Unix Programming - can I ensure data integrity with mmap?

This is Interesting: Free IT Magazines  
Home > Archive > Unix Programming > August 2006 > can I ensure data integrity with mmap?





You are viewing an archived Text-only version of the thread. To view this thread in it's original format and/or if you want to reply to this thread please [click here]

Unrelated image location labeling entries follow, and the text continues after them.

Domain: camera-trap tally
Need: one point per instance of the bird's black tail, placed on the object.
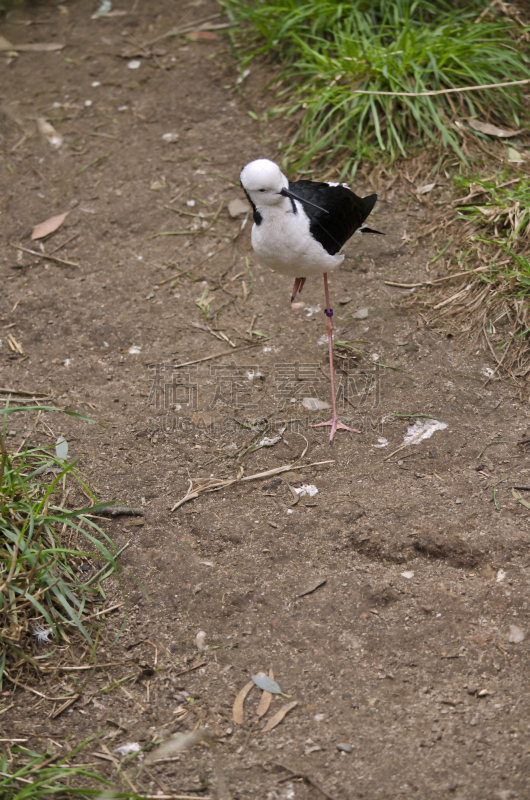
(368, 204)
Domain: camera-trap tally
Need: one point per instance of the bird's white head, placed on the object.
(263, 181)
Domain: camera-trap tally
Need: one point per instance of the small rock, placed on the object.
(238, 207)
(362, 313)
(158, 184)
(516, 634)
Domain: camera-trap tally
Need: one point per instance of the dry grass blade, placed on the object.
(41, 597)
(279, 716)
(238, 712)
(216, 485)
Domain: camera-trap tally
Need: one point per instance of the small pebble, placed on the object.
(362, 313)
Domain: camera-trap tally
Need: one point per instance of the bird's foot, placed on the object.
(336, 425)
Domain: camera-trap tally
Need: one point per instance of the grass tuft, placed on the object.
(42, 597)
(328, 50)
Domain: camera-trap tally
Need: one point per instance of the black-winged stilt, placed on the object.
(298, 230)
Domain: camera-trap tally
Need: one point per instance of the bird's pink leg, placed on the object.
(298, 286)
(334, 423)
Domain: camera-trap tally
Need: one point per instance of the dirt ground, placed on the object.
(385, 602)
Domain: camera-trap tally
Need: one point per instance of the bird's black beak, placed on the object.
(287, 193)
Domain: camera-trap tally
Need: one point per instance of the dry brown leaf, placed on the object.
(265, 700)
(277, 718)
(492, 130)
(48, 226)
(237, 709)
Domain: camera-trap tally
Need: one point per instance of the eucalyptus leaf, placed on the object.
(266, 684)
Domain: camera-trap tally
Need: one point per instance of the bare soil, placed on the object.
(402, 651)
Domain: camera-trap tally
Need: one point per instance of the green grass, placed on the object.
(28, 775)
(40, 587)
(499, 204)
(329, 49)
(498, 207)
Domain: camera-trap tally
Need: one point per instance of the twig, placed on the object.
(444, 91)
(99, 572)
(3, 463)
(411, 441)
(122, 511)
(495, 441)
(306, 777)
(22, 392)
(44, 255)
(86, 666)
(215, 486)
(438, 280)
(218, 355)
(190, 669)
(64, 706)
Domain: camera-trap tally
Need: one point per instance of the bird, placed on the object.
(299, 229)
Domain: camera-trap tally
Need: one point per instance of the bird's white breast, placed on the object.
(283, 242)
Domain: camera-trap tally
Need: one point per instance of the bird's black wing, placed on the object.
(346, 212)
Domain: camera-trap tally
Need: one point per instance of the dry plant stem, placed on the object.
(438, 280)
(445, 91)
(5, 390)
(44, 255)
(306, 777)
(3, 460)
(215, 486)
(218, 355)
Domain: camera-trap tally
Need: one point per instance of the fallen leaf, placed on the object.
(265, 700)
(266, 684)
(48, 131)
(48, 226)
(492, 130)
(277, 718)
(238, 713)
(425, 189)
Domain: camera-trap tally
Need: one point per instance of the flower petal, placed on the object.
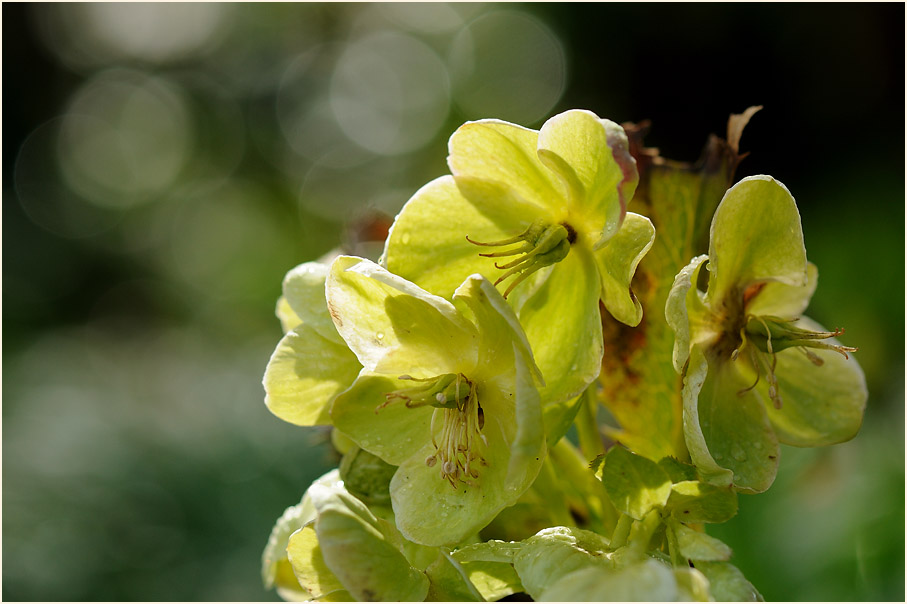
(355, 548)
(782, 300)
(617, 261)
(820, 405)
(496, 166)
(428, 245)
(498, 328)
(395, 327)
(429, 511)
(304, 375)
(592, 156)
(563, 324)
(394, 432)
(303, 289)
(685, 311)
(755, 236)
(735, 427)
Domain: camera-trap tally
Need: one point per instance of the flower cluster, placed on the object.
(451, 369)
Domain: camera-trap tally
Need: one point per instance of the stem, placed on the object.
(621, 532)
(590, 440)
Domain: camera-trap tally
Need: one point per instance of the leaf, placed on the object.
(727, 583)
(636, 485)
(699, 546)
(698, 502)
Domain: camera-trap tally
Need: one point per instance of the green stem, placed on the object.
(621, 532)
(590, 440)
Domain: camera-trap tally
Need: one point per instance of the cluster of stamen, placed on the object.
(459, 446)
(770, 335)
(539, 246)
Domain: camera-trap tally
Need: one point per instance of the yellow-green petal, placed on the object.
(500, 332)
(312, 573)
(303, 290)
(563, 324)
(496, 166)
(428, 510)
(617, 261)
(781, 300)
(755, 236)
(645, 581)
(733, 422)
(304, 375)
(356, 550)
(393, 433)
(427, 243)
(592, 156)
(288, 318)
(394, 326)
(821, 405)
(685, 312)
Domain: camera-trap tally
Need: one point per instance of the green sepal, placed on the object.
(727, 583)
(617, 261)
(367, 476)
(821, 405)
(304, 375)
(449, 582)
(692, 501)
(635, 485)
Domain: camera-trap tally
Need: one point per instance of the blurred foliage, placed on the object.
(165, 165)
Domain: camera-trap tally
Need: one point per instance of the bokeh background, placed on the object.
(165, 164)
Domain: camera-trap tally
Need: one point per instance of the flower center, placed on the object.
(459, 447)
(537, 247)
(769, 335)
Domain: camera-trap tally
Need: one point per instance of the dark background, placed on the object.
(165, 165)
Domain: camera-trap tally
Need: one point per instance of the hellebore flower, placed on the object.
(446, 393)
(543, 215)
(312, 363)
(756, 372)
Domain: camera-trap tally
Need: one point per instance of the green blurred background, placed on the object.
(165, 164)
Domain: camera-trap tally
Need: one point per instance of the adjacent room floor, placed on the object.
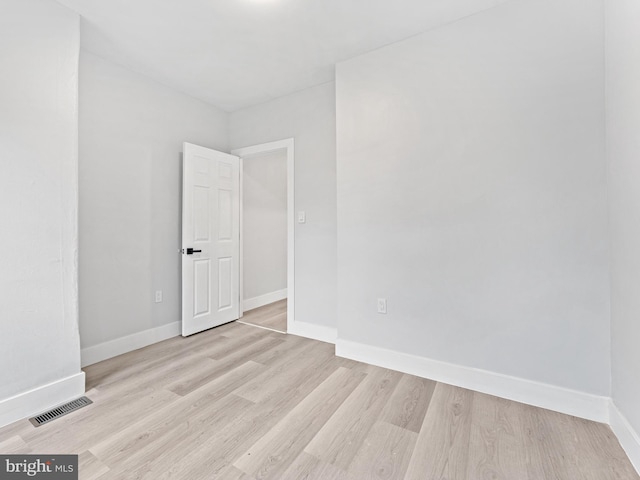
(239, 402)
(273, 316)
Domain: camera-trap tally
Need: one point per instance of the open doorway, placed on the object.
(266, 235)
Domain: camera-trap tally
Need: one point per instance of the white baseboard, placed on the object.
(113, 348)
(41, 399)
(262, 300)
(627, 436)
(572, 402)
(313, 331)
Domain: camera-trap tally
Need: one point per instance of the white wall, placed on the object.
(623, 153)
(472, 195)
(264, 224)
(131, 135)
(309, 117)
(39, 342)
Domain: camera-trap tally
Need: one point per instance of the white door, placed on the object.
(210, 239)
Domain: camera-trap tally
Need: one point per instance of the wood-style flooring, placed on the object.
(243, 403)
(273, 316)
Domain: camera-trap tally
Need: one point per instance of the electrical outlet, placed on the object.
(382, 305)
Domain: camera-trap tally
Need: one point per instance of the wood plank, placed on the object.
(339, 440)
(188, 415)
(384, 454)
(89, 467)
(497, 446)
(308, 467)
(442, 448)
(200, 377)
(272, 454)
(14, 445)
(409, 403)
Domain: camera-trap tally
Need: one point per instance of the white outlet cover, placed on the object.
(382, 305)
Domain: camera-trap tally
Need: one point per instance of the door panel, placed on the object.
(211, 227)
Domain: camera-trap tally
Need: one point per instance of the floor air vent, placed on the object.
(60, 411)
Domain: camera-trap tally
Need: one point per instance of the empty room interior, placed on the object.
(334, 240)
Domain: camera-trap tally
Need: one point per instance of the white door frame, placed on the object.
(247, 152)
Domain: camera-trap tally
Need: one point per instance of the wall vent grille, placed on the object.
(60, 411)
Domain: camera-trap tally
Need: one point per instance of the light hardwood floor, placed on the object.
(242, 403)
(272, 316)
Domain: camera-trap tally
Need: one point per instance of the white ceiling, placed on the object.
(236, 53)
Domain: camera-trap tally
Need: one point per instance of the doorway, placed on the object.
(267, 224)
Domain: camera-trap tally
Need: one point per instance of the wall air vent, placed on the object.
(60, 411)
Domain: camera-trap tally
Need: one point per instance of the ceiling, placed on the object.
(237, 53)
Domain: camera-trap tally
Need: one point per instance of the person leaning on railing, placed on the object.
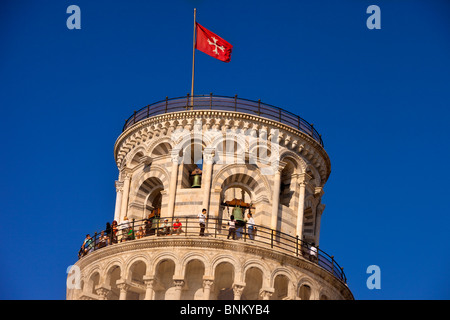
(176, 227)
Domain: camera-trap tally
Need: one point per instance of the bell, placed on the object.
(197, 173)
(196, 181)
(237, 213)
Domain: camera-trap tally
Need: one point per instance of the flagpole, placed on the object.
(193, 61)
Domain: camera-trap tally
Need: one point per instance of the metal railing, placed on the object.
(224, 103)
(216, 228)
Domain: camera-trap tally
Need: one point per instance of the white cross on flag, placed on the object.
(210, 43)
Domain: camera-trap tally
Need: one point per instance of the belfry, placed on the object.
(263, 165)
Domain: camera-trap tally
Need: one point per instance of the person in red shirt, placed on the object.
(177, 226)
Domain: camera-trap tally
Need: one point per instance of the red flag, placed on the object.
(210, 43)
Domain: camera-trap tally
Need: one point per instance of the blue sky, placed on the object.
(379, 98)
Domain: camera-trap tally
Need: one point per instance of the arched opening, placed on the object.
(281, 286)
(287, 184)
(305, 292)
(136, 276)
(164, 275)
(223, 281)
(149, 194)
(192, 156)
(229, 150)
(195, 269)
(136, 159)
(253, 284)
(93, 281)
(112, 276)
(162, 149)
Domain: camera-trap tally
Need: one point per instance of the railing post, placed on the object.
(332, 265)
(271, 239)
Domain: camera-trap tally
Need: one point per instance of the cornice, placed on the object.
(304, 144)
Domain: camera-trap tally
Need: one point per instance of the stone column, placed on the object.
(126, 191)
(238, 288)
(208, 160)
(119, 193)
(173, 182)
(102, 291)
(123, 287)
(319, 212)
(150, 284)
(207, 284)
(276, 193)
(265, 294)
(302, 181)
(179, 283)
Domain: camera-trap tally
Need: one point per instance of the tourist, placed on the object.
(113, 232)
(251, 226)
(87, 244)
(108, 230)
(148, 226)
(140, 233)
(165, 227)
(201, 219)
(313, 252)
(177, 226)
(102, 240)
(124, 229)
(232, 228)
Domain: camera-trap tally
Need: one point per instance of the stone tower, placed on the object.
(232, 157)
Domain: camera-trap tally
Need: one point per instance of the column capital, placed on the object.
(238, 288)
(119, 185)
(266, 293)
(102, 291)
(126, 173)
(123, 285)
(303, 178)
(146, 160)
(175, 155)
(208, 155)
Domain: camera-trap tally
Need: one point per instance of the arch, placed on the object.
(306, 288)
(132, 159)
(112, 274)
(141, 270)
(157, 146)
(262, 188)
(254, 279)
(224, 278)
(92, 281)
(193, 277)
(312, 171)
(299, 162)
(194, 256)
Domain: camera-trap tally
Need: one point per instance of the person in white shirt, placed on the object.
(251, 226)
(124, 227)
(201, 220)
(313, 251)
(232, 228)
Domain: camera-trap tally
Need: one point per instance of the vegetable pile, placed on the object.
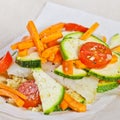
(84, 65)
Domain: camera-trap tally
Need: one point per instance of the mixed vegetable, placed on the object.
(78, 66)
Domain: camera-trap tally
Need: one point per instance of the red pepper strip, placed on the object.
(5, 62)
(75, 27)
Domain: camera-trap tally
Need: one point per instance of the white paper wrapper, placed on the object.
(51, 14)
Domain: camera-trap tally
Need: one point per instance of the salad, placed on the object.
(60, 68)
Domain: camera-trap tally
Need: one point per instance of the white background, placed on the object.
(14, 14)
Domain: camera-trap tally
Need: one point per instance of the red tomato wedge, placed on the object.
(95, 55)
(5, 62)
(75, 27)
(30, 89)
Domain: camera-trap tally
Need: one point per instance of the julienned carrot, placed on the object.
(89, 31)
(52, 37)
(49, 51)
(58, 58)
(79, 64)
(26, 38)
(67, 67)
(19, 102)
(116, 49)
(52, 43)
(104, 39)
(73, 104)
(63, 105)
(25, 45)
(14, 46)
(51, 29)
(3, 86)
(22, 53)
(114, 59)
(35, 36)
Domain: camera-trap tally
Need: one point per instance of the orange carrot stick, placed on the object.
(3, 86)
(116, 49)
(52, 37)
(51, 29)
(19, 102)
(89, 31)
(73, 104)
(35, 36)
(52, 43)
(22, 53)
(114, 59)
(67, 67)
(25, 45)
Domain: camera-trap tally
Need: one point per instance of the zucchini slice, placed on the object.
(109, 73)
(51, 92)
(71, 44)
(77, 73)
(105, 86)
(30, 61)
(115, 40)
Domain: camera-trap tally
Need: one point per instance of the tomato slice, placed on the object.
(75, 27)
(30, 89)
(5, 62)
(95, 55)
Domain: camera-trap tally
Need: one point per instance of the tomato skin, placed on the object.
(95, 55)
(75, 27)
(30, 89)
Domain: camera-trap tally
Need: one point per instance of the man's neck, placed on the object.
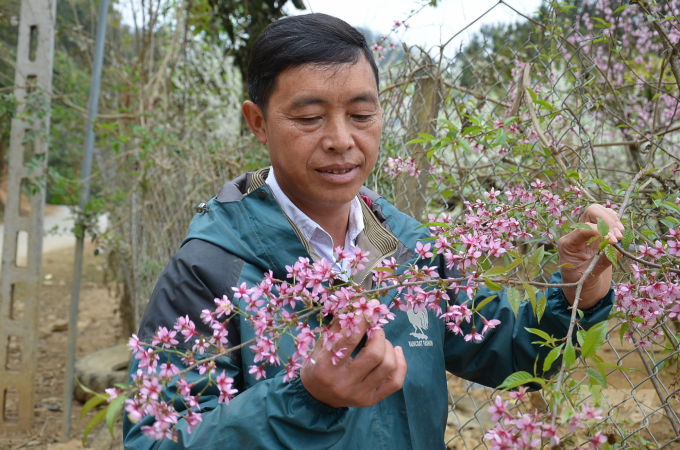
(333, 219)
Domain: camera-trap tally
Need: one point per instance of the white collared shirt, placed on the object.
(318, 238)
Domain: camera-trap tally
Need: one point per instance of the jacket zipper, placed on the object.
(378, 261)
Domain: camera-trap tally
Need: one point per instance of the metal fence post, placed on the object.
(411, 191)
(18, 332)
(93, 104)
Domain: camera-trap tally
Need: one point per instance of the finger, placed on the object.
(585, 235)
(383, 370)
(609, 216)
(369, 357)
(396, 380)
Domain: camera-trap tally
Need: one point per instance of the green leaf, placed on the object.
(569, 354)
(494, 271)
(552, 356)
(627, 238)
(531, 294)
(540, 333)
(597, 377)
(540, 310)
(96, 420)
(532, 94)
(594, 339)
(417, 141)
(115, 406)
(624, 327)
(602, 227)
(495, 287)
(92, 403)
(610, 253)
(484, 302)
(514, 299)
(615, 367)
(518, 379)
(580, 336)
(513, 264)
(603, 185)
(537, 257)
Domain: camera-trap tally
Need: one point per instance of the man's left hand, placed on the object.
(577, 255)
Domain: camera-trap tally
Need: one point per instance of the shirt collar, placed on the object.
(306, 225)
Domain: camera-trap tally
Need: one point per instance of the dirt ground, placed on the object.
(98, 327)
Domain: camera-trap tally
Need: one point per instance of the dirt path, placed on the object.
(58, 235)
(98, 327)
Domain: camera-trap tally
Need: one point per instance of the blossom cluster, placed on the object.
(652, 292)
(527, 431)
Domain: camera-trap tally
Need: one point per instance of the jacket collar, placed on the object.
(374, 237)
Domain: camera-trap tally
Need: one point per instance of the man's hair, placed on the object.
(295, 41)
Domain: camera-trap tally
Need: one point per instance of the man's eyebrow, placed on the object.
(367, 97)
(306, 101)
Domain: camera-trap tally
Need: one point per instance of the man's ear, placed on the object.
(255, 118)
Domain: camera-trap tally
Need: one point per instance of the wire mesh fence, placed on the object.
(484, 83)
(456, 93)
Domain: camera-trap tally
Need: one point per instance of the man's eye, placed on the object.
(308, 120)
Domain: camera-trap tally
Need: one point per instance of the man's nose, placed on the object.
(338, 135)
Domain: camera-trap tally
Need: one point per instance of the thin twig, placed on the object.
(542, 137)
(572, 322)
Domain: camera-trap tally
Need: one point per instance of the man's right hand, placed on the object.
(377, 371)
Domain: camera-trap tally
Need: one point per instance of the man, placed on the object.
(313, 86)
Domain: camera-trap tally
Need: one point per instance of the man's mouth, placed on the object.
(340, 173)
(339, 170)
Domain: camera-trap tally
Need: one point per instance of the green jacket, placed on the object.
(245, 233)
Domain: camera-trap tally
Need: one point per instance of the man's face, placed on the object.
(323, 131)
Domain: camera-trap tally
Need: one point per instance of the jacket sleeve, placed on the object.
(508, 348)
(269, 415)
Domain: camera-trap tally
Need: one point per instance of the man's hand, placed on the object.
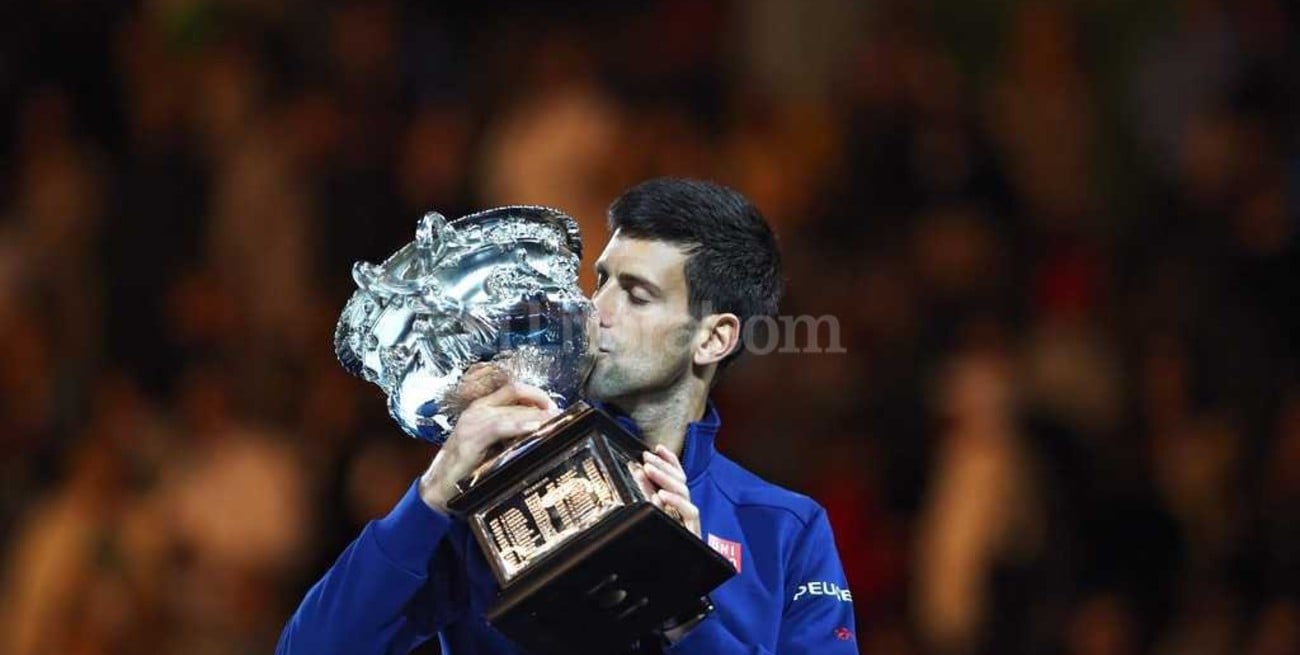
(664, 482)
(505, 413)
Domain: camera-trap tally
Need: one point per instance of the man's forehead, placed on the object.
(651, 259)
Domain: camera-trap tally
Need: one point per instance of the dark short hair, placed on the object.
(732, 260)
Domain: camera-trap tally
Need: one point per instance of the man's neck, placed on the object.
(664, 420)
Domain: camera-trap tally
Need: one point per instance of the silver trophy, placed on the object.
(497, 286)
(571, 538)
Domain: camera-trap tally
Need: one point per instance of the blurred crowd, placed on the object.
(1056, 243)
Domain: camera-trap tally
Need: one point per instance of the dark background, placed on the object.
(1057, 242)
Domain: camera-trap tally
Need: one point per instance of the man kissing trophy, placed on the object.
(573, 543)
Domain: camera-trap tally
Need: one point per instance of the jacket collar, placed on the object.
(698, 447)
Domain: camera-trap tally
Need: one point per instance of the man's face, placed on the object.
(646, 332)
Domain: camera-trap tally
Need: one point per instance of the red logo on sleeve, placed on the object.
(727, 549)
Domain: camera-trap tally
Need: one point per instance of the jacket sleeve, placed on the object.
(390, 590)
(818, 614)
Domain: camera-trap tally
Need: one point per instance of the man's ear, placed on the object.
(720, 337)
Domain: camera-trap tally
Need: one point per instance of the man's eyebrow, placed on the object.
(633, 280)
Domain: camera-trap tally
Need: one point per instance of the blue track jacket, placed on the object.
(417, 573)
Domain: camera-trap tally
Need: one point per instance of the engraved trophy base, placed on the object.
(585, 563)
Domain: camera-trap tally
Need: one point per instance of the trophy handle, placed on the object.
(523, 445)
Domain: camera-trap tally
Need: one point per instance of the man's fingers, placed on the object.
(671, 458)
(648, 488)
(666, 481)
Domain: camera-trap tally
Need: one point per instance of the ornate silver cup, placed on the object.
(579, 551)
(494, 286)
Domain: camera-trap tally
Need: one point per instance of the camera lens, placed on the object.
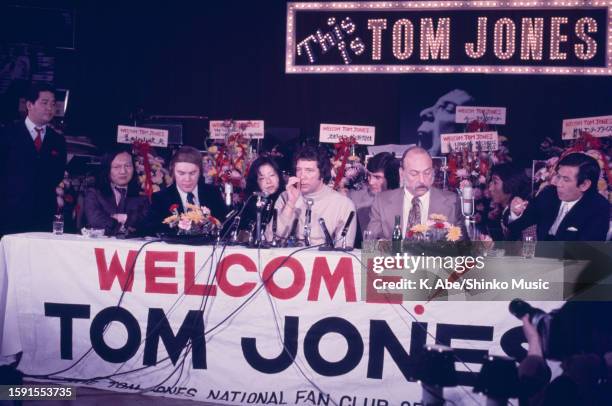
(520, 308)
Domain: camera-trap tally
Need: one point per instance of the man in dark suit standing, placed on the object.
(32, 164)
(569, 210)
(188, 187)
(415, 201)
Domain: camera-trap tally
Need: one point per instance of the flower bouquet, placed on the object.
(437, 228)
(194, 226)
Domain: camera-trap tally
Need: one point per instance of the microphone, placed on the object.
(467, 201)
(292, 240)
(274, 222)
(274, 226)
(231, 214)
(347, 224)
(309, 203)
(328, 240)
(227, 191)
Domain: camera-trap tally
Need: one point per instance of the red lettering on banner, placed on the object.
(191, 288)
(107, 275)
(343, 272)
(223, 267)
(299, 277)
(152, 272)
(372, 296)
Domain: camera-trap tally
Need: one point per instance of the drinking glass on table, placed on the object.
(58, 224)
(369, 242)
(529, 243)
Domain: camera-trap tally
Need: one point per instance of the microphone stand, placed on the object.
(309, 203)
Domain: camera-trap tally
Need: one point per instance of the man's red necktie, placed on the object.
(38, 139)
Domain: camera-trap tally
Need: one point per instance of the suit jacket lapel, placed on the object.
(580, 207)
(27, 139)
(175, 197)
(395, 203)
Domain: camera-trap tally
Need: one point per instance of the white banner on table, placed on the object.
(253, 129)
(484, 141)
(312, 308)
(596, 126)
(364, 135)
(152, 136)
(489, 115)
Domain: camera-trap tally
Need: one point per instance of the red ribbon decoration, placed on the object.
(343, 149)
(143, 149)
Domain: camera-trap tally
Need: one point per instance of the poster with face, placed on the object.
(536, 106)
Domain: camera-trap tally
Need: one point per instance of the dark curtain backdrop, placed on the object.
(225, 59)
(221, 59)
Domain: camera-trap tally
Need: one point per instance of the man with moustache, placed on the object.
(440, 119)
(188, 188)
(32, 164)
(312, 172)
(415, 201)
(569, 210)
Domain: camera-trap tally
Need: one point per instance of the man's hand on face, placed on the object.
(293, 190)
(518, 206)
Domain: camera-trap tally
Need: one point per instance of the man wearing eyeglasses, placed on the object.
(383, 174)
(415, 201)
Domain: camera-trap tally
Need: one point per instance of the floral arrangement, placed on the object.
(435, 229)
(197, 220)
(600, 149)
(472, 168)
(230, 161)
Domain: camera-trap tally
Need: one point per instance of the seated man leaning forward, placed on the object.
(312, 172)
(188, 188)
(415, 201)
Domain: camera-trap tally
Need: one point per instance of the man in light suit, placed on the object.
(415, 201)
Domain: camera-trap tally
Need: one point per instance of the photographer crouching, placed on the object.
(579, 334)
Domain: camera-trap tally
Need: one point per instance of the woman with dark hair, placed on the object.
(383, 174)
(507, 181)
(265, 179)
(114, 203)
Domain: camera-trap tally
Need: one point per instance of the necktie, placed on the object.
(122, 200)
(190, 198)
(414, 216)
(562, 212)
(38, 139)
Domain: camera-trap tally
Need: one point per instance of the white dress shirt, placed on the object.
(408, 205)
(31, 128)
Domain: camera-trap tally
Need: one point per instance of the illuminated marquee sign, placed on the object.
(515, 37)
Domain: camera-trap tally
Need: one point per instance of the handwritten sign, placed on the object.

Author can I ensure data integrity with mmap?
Henry Townsend

2006-08-15, 7:20 pm

I've RTFM-ed but cannot be sure I correctly understood so ... what I
want to do is simple. There's a set of files being written to. As soon
as each file is "done" it needs to be uploaded to a server. This has
begun to cause serious performance degradation because (a) the files may
be large, (b) the server can be slow and, most importantly, (c) files
must be uploaded *immediately* upon being "done" because another process
may overwrite them at any time.

So my new idea is to mmap() the file as soon as it's ready, then stack
up a bunch of them and deliver them all at a better time. The idea is
that by having a file descriptor open to each file and with the right
set of flags to mmap, I can ensure that my view of the data is fixed as
of open/mmap time even if another process writes to it. I cannot find
such a guarantee in the documentation but I think/hope I'm just confused
about nomenclature. Is there a way to use mmap to guarantee an
unchanging view of file contents? I have no plan to write to the file
myself (so O_RDONLY and PROT_READ are fine), I just need to be protected
from writes by others.

MAP_PRIVATE says I can write to my mapping without disturbing anyone
else's view, but how do I get the reverse scenario?

Thanks,
HT
Rich Teer

2006-08-15, 7:20 pm

On Tue, 15 Aug 2006, Henry Townsend wrote:

> I've RTFM-ed but cannot be sure I correctly understood so ... what I want to
> do is simple. There's a set of files being written to. As soon as each file is
> "done" it needs to be uploaded to a server. This has begun to cause serious
> performance degradation because (a) the files may be large, (b) the server can
> be slow and, most importantly, (c) files must be uploaded *immediately* upon
> being "done" because another process may overwrite them at any time.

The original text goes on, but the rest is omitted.